農林業での鳥獣被害は深刻です。
鹿も、被害を生む動物のうちの一種です。
鹿の場合、農林業だけでなく、自動車の交通事故の原因や鉄道交通に対する障害にもなっています。
鉄道関係者の間では鹿がレールを舐めに来るということが知られていました。
レールを舐めることでミネラル分補給していたわけです。
これをヒントに、熊本県の水俣市で、食塩水でニホンジカをおびき寄せるという実証実験が行われていました。

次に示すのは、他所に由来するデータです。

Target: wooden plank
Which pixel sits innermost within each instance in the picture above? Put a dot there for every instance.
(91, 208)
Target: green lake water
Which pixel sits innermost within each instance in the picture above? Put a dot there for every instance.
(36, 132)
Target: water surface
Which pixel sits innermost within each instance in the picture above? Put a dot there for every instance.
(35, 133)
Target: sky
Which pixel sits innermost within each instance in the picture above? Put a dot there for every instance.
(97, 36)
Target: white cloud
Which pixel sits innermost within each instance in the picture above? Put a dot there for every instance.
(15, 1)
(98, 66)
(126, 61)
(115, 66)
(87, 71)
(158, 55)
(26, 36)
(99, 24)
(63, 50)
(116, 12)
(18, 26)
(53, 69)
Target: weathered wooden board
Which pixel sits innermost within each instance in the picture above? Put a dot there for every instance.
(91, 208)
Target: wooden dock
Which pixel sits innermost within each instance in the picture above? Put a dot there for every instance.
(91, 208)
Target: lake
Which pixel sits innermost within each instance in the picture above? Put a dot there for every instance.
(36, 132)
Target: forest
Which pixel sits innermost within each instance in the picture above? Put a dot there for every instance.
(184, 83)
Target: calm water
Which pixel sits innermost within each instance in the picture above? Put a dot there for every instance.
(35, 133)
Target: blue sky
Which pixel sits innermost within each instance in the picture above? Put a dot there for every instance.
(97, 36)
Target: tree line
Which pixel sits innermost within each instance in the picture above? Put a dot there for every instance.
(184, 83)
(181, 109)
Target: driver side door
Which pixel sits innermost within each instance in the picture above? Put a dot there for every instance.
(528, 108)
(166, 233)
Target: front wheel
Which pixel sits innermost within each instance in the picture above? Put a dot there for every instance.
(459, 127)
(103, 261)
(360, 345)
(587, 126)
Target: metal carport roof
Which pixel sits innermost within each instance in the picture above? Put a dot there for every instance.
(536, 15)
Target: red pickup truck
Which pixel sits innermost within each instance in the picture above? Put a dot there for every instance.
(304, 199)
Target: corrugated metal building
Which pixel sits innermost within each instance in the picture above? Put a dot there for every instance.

2022年の6月、9月、11月の3期に食塩水を設置し、2023年の10月まで、自動撮影の映像で鹿を観察しました。
結果は、メスが1009回のみに来たのに対し、オスは147回でした。
これは、春から夏にかけてが鹿の出産と授乳期にあたり、メスの鹿がミネラル分を補給しようとしていることが原因のようです。
これにより、食塩水により、メスの鹿をおびき寄せることができるということがわかりました。
つまり、この方法でメス鹿を捕獲すると、鹿の個体数を減らすことができるということになるのです。
鹿による害獣被害の防止策として注目されています。
人間にとっては、取り過ぎに注意しなければならないといわれている塩分ですが、動物にとっても必須のミネラル分であるというのは共通のようです。
人間でも大量に汗をかく場合には、積極的に塩分を摂取する必要があります。
ニホンジカの場合、もともとお乳のナトリウム濃度が高いため、授乳中の鹿は、積極的に塩分を補給する必要があるのです。
今回、食塩水でニホンジカのメスを選択的に捕獲できることがわかり、シカの個体数をコントロールする手段として期待されています。